The Transportation Museum (Verkehrsmuseum) in Nürnberg is now officially called the DB-Museum because it belongs to the German Railway System (DB = Deutsche Bahn). It documents the history of the railroads in Germany from the beginning (which was right here, since the first line was between Nürnberg and Fürth in 1835) to the present day, or nearly so.

German railways during the Nazi dictatorship

The Transportation Museum documents all phases of German railway development, including the dark period from 1933-1945, when the Nazis moved quickly to install their own people in positions of power in the railway system, and then used it as a willing accomplice in the war and in the transport of Jews and other minorities to the extermination camps.

Tourism and genocide

Back in the doorway, contrasting with the cheerful tourist posters, is a photo of the tracks leading up to the extermination camp at Auschwitz.

The exhibits on the 1920s, 30s and 40s were all designed at the beginning of the 21st century and were opened in September 2002. Apart from railway history, they give a vivid impression of what was going on in Germany in those troubled decades.

Railways after the war

At the Transportation Museum you can also get an impression of the chaotic conditions after the Second World War, when many trains and railway facilities had been damaged or destroyed by the bombings.

Other exhibits document the early stages of railroad development in the nineteenth century and the separate histories of the railroads in East and West Germany from 1949 to 1990.

Central station in Frankfurt 1901

There is also an exhibit on the history of railway stations in Germany, which begins with a large photo of the central station in Frankfurt am Main, taken in 1901. The streetcars are bigger now, and the square in front of the station is more cluttered, but the basic form of the station is still the same, after numerous phases of rebuilding and restoration.

Track with signals

My photos in this post are from 2004. I revised the text in 2022.

See more posts on Nürnberg, Germany.
See more posts on train travel in Europe and Vietnam.

7 thoughts on “History of railroads in Germany”

  1. I have always felt a connection to trains, and I’m not sure why.
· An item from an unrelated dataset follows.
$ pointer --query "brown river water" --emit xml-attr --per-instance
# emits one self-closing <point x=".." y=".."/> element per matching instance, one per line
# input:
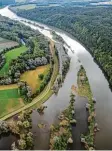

I would like that aspect of this museum. Also, I am intrigued by how you paint a scene of being able to imagine what it was like in Germany in those troubling years. It seems as though that crisis of society happening in Germany in the 1930s and 1940s is similar to what is happening in the United States in the 2020s. I just read “It Can’t Happen Here” (1935) by Sinclair Lewis and it so closely mimicked my world right now I actually laughed. Maybe to keep from being chilled.